Hello. I am working on a Kerberos 5 preauth password recovery tool. Part of an algorithm optimization involves checking the decrypted timestamp to make sure that it equals the year that the packet was recovered before continuing to compute a checksum. If the timestamp does not equal the year the packet was recovered, the checksum computation can be skipped for that candidate password.

However, I am still currently decrypting 18 bytes of the RC4-encrypted timestamp when I only need to decrypt 8 or maybe even 4.

the encrypted timestamp is 36 bytes long. starting at byte 15 is the actual timestamp in the format YYYYMMDDHHMMSSZ. I only need the to decrypt the year, really. But currently I only know how to decrypt the year by decrypting everything before it as such:

RC4(&data_key,18,enc_data,clear_data);

I have to decrypt 14 bytes I don't use at all. I was wondering if there was a way I could jump to byte 15 and only decrypt bytes 15-18, and then if the timestamp checks, go back and decrypt the entire timestamp. I am using the OpenSSL libraries. Speed is essential, which is why I am doing this in the first place. Thanks ahead of time!

When you say bytes 15-18, is that the plain text or the cipher text?

I only want to decrypt bytes 15-18 of the cipher text (enc_data) and check to see that they equal the year the packet was recovered.

currently I am decrypting 18 bytes of cipher text (bytes 0-18), I only need to decrypt 4 bytes (bytes 15-18), but I don't know how to skip ahead and start decrypting at byte 15.

You can call the function and skip those first 15 bytes. That's easy:

RC4(&data_key,3,enc_data+15,clear_data);

I don't know if it will work though. It depends on how the encryption works.

That didn't work :( I got junk data in clear_data. Any other suggestions? I tried to make a four-element array of pointers to the four elements of enc_data that I want to decrypt, and then decrypt the array of pointers, but that didn't work because RC4 function tries to make pointers to the pointers. I tried to copy bytes 15-18 of enc_data to a new array and then decrypt that array, and the copy was successful, but I got junk data again. Don't know what else to try.

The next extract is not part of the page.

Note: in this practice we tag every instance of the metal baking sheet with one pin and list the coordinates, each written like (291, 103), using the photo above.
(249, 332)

Do you actually know how RC4 works?

Not really. Sort of a script-kiddy, I guess - pretty new to OpenSSL. Is there a simple way to advance the key? Would this be done using the RC4_set_key() function? Right now I have:

typedef unsigned char uint8_t;
uint8_t clear_data[64];
uint8_t K3[16];
RC4_KEY data_key;

hmac_md5(ts_checksum,16,K1,16,K3);
RC4_set_key(&data_key,16,K3);
RC4(&data_key,18,enc_data,clear_data);

which decrypts the first 18 bytes of enc_data successfully. If there is a simple way to advance the key and start decryption at byte 15, that would be great. If not, you may be right in saying it's not worth it. I only saved ~1% processing time by eliminating the RC4 decryption of the last 18 of the total 36 bytes of enc_data, so by eliminating 14 bytes more, I only expect to save ~.78% processing time. It seems the RC4 decryption does not constitute a significant portion of the entire Kerberos 5 protocol (~2%?). This seems to check, since I heard that RC4 is extremely fast.
What do you suggest?

Does anybody know a simple way to reset the key appropriately?